Relationship to other contemporary schools

List was heavily influenced by Alexander Hamilton and the American School of Economics in general . From this he adopted a critical attitude towards certain doctrines of classical economics , in particular the absolutization of the free trade idea and the basic idea of ​​a protective tariff. In 1826 List published his "Outlines of American Political Economy", which earned him the reputation of a co-founder of American economics.

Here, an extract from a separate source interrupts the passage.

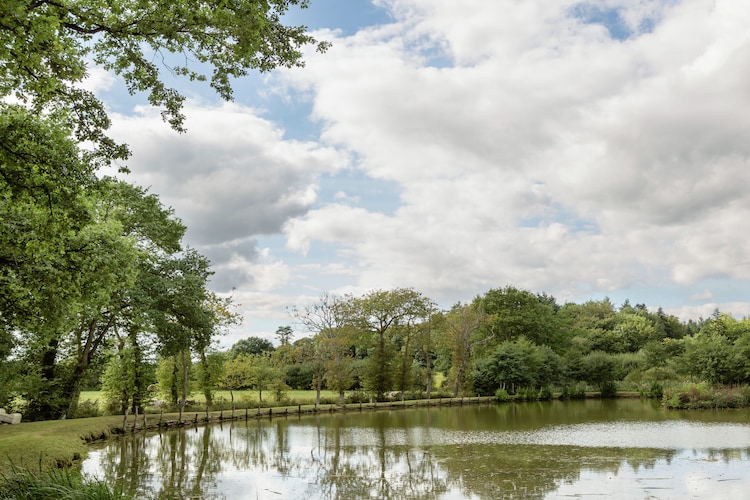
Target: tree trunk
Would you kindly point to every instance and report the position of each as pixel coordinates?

With classical economics, and especially Adam Smith, List shared the basic view that the ultimate purpose of social associations should be the promotion of individual happiness. While classical economics claimed to think cosmopolitan, List limited himself to thinking economically. His research was also far more sociologically and historically influenced. He opposed the then prevailing theory of values ​​with his theory of productive forces, according to which the power to create wealth was far more important than wealth itself. He shared with David Ricardo the view that free trade is fundamentally desirable and his theory of comparative cost advantages is basically correct in the short term. He concluded, however, that free trade between developed industrial nations and less developed nations meant that the latter were prevented from fully developing their productive forces and were thus at a disadvantage in the longer term.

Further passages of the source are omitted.